El mundo está erizado de peligros”, decía Lucia Berlin y me lo cuenta su hijo Mark, autor de uno de esos prólogos que son en sí pura literatura donde el hijo no intenta reescribir la figura de la madre y darle un toque épico, dulzón o justificatorio sino que se nota que la tiene asumida.

(“Ojalá mis hijas me asuman algún día”, se me escapa el pensamiento. O puede que ya sea así y yo muera sin hallarlo en un prólogo brillante como gota de ámbar bajo la lluvia).

Vivir es asumirse y asumir a los que amas y, si encima sabes contarlo como Mark Berlin, fijo que sucede un estallido en algún cielo remoto. La madre libre de alcohol, al fin, y puesta de firmamento cuajado de vibrantes palabras, amor incandescente y necesario.
Interrumpo la lectura bajo sombrilla  de Una noche en el paraíso (Alfaguara) para saborear despacio las líneas de Mark y me tropiezo en una: “Aún así, el hogar siempre era ella”. Hay personas hogar y personas espina. Y muchas otras más que a menudo puedes encontrarte en los relatos de Lucia Berlin (sin acento ambas, aunque los españoles tendemos a hacerla nuestra porque da pedigrí o por ignorancia).

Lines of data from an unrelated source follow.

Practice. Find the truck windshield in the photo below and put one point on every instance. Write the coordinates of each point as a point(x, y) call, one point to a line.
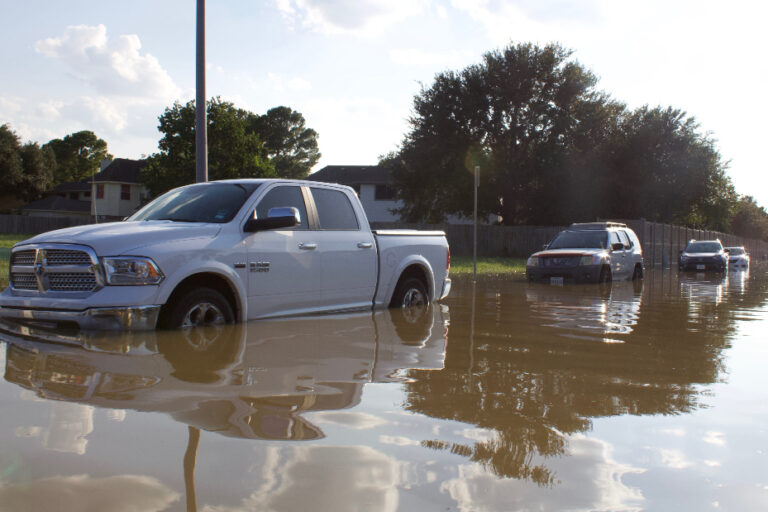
point(205, 202)
point(579, 240)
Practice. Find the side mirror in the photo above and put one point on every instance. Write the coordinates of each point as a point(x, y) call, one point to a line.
point(280, 217)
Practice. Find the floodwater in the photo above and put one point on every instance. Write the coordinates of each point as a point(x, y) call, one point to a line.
point(507, 396)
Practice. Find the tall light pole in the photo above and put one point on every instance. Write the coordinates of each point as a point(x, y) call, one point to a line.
point(201, 118)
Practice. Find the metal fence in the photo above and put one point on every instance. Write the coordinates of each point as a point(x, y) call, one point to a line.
point(661, 242)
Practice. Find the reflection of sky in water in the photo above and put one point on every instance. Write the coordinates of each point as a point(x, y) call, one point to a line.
point(585, 311)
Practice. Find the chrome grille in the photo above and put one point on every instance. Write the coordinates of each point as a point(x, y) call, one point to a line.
point(64, 257)
point(23, 258)
point(55, 268)
point(23, 281)
point(72, 282)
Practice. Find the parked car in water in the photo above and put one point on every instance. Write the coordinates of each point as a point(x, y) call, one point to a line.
point(588, 252)
point(703, 256)
point(738, 258)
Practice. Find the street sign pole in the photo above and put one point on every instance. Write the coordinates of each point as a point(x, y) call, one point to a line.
point(201, 118)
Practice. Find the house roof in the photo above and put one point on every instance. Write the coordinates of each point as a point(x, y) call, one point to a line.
point(59, 204)
point(352, 175)
point(83, 185)
point(122, 170)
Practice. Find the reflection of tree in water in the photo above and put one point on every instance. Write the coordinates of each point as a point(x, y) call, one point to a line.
point(533, 381)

El mundo -convendrás, Mark- está erizado de egos hipertróficos y el egoibuprofeno aún no se ha inventado. El ego -del que no carezco, vaya por delante, y trato de mantener a raya con latigazos de humor contra mí misma- es insaciable y miope. Dos taras que, unidas, te pueden llevar a comer bazofia y a vomitar bilis verdes.
Escribir es una suerte de vómito, me parece. No salpica, y el autor rara vez es escrupuloso. Quien escribe rebusca en las basuras, en los nervios de palabras masticados por otro y siempre encuentra algo que yo llamo tesoro. Una raspa de pescado que se le quedó atravesada a alguien en la garganta y fue escupida luego en estertores. Un resto de amargura. Un coqueteo a medias. Un sobresalto fugaz, inesperado. Una frase en estruendo.

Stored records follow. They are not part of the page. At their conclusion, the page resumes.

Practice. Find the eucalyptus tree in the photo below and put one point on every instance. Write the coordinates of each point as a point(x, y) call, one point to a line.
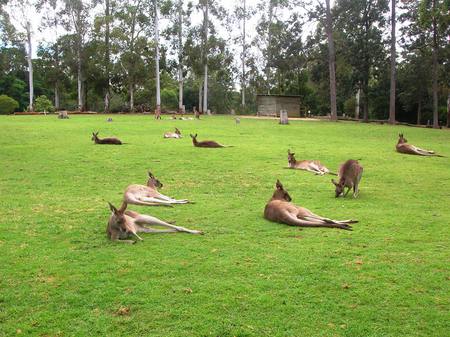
point(21, 12)
point(131, 45)
point(361, 23)
point(176, 32)
point(434, 19)
point(76, 15)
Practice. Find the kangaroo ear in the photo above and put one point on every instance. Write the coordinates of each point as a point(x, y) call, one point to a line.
point(112, 208)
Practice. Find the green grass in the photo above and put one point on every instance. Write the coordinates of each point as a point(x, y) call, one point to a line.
point(60, 276)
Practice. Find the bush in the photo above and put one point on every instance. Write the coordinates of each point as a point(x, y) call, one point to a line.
point(7, 105)
point(43, 104)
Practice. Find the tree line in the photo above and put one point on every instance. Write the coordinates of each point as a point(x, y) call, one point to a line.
point(346, 59)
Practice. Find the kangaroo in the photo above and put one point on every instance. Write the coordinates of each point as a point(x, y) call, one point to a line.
point(280, 209)
point(313, 166)
point(149, 195)
point(176, 134)
point(403, 147)
point(205, 143)
point(349, 176)
point(112, 140)
point(123, 225)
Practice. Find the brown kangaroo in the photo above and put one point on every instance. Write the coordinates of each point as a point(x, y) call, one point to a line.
point(123, 224)
point(349, 176)
point(313, 166)
point(176, 134)
point(112, 140)
point(205, 143)
point(403, 147)
point(280, 209)
point(149, 195)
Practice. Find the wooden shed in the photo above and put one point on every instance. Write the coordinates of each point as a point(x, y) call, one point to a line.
point(270, 105)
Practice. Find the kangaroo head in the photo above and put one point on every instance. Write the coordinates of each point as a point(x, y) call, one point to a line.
point(291, 157)
point(339, 187)
point(153, 182)
point(280, 193)
point(117, 219)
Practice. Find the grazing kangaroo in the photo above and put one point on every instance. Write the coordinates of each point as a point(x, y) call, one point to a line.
point(313, 166)
point(403, 147)
point(280, 209)
point(176, 134)
point(112, 140)
point(149, 195)
point(123, 224)
point(349, 176)
point(205, 143)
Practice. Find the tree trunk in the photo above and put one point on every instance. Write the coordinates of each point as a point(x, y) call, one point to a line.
point(180, 57)
point(30, 67)
point(419, 112)
point(435, 70)
point(79, 82)
point(331, 63)
point(205, 82)
point(56, 97)
point(200, 103)
point(393, 58)
point(158, 88)
point(131, 97)
point(357, 105)
point(448, 109)
point(243, 54)
point(107, 58)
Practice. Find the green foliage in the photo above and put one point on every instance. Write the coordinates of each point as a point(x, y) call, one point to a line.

“Te he permitido comerte esa manzana porque sé que estás a dieta, pero me repugna ver comer manzanas. La boca tan abierta, el ruido estruendoso al masticar. Es una grosería”, me dijeron ayer y me sentí avergonzada. “La manzana es la fruta más limpia de comer, más libre de sospecha”, balbuceaba yo, a modo de defensa y sintiéndome una niña pillada en un acto reprobable. “Es la más insípida y aburrida. El personaje anodino de la serie que no decide nada pero llena las tripas de la trama…”.

Mi Bronte se come corazones de manzana como perlas de amor agradecido. A mí me repugna el ruido de cortarse las uñas, el olor a comida ajena en un lugar cerrado cuando yo ya he comido, las miserias humanas que quedan encerradas en el baño y a veces permanecen por descuido.
Devoro una manzana y me embriaga el olor a campo mezclado con polvo de camino, las amapolas rojas que ensangrientan mi paso, la madreselva que reina espesa y poderosa en el patio mezclada con jazmín. El olor del riego al atardecer que ensancha los pulmones. Los restos de aroma de madera quemada en ese cementerio que es ya la chimenea. El sudor de mi perro después de una carrera, el de recién nacidas de mis hijas que nunca he olvidado. El olor a perfume lejano, nada obvio, de almizcle entreverado con piel de algunos hombres…
“La historia es lo que cuenta”, leo a Mark. Da igual si fue real o solo a medias. Y al contarla te quitas una costra, te da la risa floja, decides que ya toca subirte a la escalera y recortar los excesos que el sol y el agua causaron en tus plantas. Y el silencio te acuna y es verano. Y el hogar eres tú, en pura calma.